Left Behind, pp. 8-9
Here in reality, the "road map" peace plan is stumbling and staggering and likely to fall apart. Israeli Prime Minister Ariel Sharon and Palestinian leader Yasser Arafat seem determined to undermine the plan in any way possible. Its two-state solution, and its stated goal of an independent Palestinian state in what is now the occupied West Bank by the year 2005, seems highly optimistic.
Tim LaHaye and Jerry Jenkins don't believe in the road map peace plan. They have their own idea of what is necessary to end the perpetual conflict in the region. The problem, they say, is that Israel simply is not yet wealthy enough. Increase Israel's GDP, they argue, and peace will bloom like a magically fertile desert.

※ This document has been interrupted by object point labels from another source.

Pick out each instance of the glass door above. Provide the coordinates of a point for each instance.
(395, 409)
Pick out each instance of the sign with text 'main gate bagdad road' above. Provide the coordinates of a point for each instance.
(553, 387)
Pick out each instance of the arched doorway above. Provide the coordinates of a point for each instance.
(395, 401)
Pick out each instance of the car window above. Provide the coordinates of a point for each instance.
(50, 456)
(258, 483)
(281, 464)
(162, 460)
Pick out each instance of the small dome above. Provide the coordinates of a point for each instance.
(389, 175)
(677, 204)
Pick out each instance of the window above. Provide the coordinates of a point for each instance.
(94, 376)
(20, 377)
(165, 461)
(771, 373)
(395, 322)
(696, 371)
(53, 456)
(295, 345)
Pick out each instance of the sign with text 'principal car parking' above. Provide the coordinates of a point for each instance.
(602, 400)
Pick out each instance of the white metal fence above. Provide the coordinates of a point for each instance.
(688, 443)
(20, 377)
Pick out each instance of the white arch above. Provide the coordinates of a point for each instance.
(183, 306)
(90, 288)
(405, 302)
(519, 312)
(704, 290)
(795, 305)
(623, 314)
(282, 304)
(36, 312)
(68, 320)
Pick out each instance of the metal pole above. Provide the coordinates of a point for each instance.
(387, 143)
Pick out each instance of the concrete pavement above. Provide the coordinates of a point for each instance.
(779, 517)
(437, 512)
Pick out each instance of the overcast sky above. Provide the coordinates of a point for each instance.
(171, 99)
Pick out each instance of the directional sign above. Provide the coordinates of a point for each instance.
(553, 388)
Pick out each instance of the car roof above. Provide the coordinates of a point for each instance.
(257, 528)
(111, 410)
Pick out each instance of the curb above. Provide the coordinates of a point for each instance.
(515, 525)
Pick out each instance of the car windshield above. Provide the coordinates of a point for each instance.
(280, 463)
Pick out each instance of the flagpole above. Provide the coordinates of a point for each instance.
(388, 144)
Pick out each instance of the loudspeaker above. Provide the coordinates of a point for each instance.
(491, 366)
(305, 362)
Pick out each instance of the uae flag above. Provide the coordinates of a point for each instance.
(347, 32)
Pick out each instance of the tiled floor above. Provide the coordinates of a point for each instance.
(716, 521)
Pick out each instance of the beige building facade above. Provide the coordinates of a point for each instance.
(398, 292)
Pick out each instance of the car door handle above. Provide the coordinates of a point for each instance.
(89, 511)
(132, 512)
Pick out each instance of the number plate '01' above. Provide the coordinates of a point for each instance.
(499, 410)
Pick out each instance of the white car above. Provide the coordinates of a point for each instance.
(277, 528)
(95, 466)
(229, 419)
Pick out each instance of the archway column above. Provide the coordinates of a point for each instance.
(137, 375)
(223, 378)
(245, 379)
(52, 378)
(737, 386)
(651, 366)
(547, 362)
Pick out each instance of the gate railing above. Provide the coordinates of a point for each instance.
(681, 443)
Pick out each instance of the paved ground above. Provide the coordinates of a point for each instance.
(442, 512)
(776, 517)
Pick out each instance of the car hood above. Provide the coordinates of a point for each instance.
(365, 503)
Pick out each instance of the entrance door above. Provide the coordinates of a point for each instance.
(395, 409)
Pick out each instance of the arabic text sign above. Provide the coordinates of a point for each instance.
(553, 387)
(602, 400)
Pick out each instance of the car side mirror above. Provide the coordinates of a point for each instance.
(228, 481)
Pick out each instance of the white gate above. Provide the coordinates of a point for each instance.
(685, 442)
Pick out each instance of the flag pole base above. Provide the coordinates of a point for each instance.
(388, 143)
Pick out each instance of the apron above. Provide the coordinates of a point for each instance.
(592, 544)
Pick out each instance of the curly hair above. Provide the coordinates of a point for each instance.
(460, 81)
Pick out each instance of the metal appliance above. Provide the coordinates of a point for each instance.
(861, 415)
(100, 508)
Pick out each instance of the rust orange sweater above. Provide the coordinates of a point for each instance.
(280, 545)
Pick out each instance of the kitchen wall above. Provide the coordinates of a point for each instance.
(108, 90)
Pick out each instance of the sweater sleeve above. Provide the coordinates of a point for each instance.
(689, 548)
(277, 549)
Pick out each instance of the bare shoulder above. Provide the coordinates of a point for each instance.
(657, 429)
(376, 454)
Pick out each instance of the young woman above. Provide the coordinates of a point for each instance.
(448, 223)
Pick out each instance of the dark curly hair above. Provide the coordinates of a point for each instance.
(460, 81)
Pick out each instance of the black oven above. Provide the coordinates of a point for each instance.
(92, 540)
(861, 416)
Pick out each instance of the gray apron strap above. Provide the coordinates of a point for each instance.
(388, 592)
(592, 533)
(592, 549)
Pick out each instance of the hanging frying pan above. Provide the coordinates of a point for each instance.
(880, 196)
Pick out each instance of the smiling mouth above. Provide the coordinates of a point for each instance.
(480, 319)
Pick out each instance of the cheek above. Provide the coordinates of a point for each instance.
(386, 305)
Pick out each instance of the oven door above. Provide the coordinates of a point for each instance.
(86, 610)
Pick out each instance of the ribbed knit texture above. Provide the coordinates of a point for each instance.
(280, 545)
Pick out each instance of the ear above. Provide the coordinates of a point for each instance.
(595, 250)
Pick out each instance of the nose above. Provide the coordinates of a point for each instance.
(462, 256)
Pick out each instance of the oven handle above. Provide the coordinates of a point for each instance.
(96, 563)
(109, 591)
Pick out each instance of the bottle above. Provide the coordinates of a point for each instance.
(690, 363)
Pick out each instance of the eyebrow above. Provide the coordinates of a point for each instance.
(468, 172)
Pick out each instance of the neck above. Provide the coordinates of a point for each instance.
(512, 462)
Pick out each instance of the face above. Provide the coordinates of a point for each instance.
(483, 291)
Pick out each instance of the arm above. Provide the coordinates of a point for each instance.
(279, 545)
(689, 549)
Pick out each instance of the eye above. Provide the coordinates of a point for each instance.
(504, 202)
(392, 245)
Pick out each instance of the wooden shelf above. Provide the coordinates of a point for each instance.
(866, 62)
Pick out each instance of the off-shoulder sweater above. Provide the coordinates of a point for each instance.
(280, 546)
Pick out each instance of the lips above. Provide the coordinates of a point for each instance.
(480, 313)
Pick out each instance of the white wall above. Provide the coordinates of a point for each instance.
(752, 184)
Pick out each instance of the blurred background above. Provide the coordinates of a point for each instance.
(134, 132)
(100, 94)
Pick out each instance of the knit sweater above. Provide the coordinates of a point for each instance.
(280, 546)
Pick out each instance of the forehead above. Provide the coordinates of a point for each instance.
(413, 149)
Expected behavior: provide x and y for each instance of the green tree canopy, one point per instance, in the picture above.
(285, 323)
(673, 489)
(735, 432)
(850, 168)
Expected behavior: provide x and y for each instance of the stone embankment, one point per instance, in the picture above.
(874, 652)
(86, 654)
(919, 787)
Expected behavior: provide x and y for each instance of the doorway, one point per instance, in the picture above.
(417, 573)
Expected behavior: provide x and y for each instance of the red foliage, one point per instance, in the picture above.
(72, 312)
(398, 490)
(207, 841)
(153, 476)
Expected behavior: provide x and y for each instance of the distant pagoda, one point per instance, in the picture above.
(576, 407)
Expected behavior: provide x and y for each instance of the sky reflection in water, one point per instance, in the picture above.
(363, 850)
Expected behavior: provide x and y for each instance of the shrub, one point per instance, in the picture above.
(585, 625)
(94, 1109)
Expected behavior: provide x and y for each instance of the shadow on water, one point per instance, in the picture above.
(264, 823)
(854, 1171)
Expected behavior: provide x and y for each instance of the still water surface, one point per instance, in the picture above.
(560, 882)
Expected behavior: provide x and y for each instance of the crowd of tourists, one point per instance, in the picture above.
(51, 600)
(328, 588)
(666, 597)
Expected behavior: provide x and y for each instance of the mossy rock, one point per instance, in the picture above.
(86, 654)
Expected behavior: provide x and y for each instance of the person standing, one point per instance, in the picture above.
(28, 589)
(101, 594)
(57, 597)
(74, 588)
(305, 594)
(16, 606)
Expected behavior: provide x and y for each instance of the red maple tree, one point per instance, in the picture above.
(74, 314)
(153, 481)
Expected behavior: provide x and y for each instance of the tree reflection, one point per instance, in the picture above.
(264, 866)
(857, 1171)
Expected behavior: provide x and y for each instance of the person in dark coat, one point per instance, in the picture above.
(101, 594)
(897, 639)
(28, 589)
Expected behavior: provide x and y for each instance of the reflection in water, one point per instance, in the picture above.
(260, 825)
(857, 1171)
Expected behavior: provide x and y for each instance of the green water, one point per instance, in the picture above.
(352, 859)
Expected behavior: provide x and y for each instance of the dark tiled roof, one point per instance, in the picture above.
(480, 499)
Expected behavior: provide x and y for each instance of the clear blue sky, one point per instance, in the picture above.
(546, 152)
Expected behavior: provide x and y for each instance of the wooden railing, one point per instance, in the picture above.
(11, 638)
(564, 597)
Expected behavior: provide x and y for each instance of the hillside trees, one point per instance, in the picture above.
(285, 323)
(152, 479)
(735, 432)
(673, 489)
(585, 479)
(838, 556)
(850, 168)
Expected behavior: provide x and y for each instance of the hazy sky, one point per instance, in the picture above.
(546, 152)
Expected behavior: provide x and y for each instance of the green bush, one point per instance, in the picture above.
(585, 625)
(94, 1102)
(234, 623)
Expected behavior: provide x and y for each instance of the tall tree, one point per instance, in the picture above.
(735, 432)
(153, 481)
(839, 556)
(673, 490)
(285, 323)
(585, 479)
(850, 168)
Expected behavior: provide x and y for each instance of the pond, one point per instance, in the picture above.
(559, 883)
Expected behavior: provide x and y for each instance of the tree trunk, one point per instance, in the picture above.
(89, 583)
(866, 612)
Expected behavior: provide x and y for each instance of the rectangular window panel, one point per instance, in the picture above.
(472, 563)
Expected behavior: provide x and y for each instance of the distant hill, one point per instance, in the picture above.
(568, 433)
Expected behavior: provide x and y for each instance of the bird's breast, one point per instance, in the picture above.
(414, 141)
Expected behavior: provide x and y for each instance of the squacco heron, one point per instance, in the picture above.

L&J like to drop startling, audacious plot points with little fanfare. It's a tendency that can give the reader whiplash. For instance:
The prosperity brought about by the miracle formula changed the course of history for Israel. Flush with cash and resources, Israel made peace with her neighbors. Free trade and liberal passage allowed all who loved the nation to have access to it. What they did not have access …
Wait — did you catch that second sentence? L&J fly by this remarkable development offhandedly, but it seems that in the fantastic world of Left Behind there is a firmly established peace in the Middle East.
Never had Israel enjoyed such tranquility. The walled city of Jerusalem was only a symbol now, welcoming everyone who embraced peace.
Even the thorniest question of the Middle East peace process — the status of Jerusalem — has been easily and breezily dealt with. The entirety of Jerusalem is simply accounted as a part of Israel, but everyone else is permitted to freely come and go within it. And no one in the region has any qualms about this tidy arrangement.
How neat. How convenient, how simple and, like so much else in Left Behind, how utterly out of sync with anything resembling reality.
How this remarkable tranquility actually came about — how decades and generations of violence, hatred and mutual mistrust were swept away — L&J don't say. They, again, don't even seem to be interested. And it doesn't occur to them that their readers might be interested in or curious about such a startling development.
In the real world, or in an even semi-realistic fictional world, any hint of progress toward peace in the Middle East is the stuff of Nobel prizes and banner headlines. The path toward peace is marked with the graves of brave men — Sadat, Rabin — assassinated for their willingness to pursue anything other than continuing conflict. Yet L&J see no dramatic potential in exploring such a story. They simply present a miracle formula which in turn brings about a formulaic miracle: agricultural bounty = wealth = peace and an end to all animosity.
Now, try to conceive of any possible course of events that would — in the space of a few short months or years — take us from the world we live in today to a world in which the state of Israel has expanded to such a vast extent while simultaneously making fast friends with the Palestinians and the rest of the Arab world.
Can you imagine any way this might happen? L&J couldn't either. That's why, as they often do when conveying something ridiculously implausible, they simply assert it matter-of-factly in the hopes that the reader won't pay too much attention.
L&J sincerely believe that we are now living in the End Times. They wrote Left Behind in the hopes of convincing others that this is so.
Yet on page after page the reader is confronted with jarring illustrations of how glaringly, insurmountably incompatible this End Times world is with the actual world we are living in. The more you read, the more this book undermines the argument that our world and the world of the End Times are the same thing.
If you accept L&J's belief that Left Behind accurately portrays the world of the End Times as they believe it to be, then, by their own standard, you must conclude that the End is a long, long, looooong way away from here.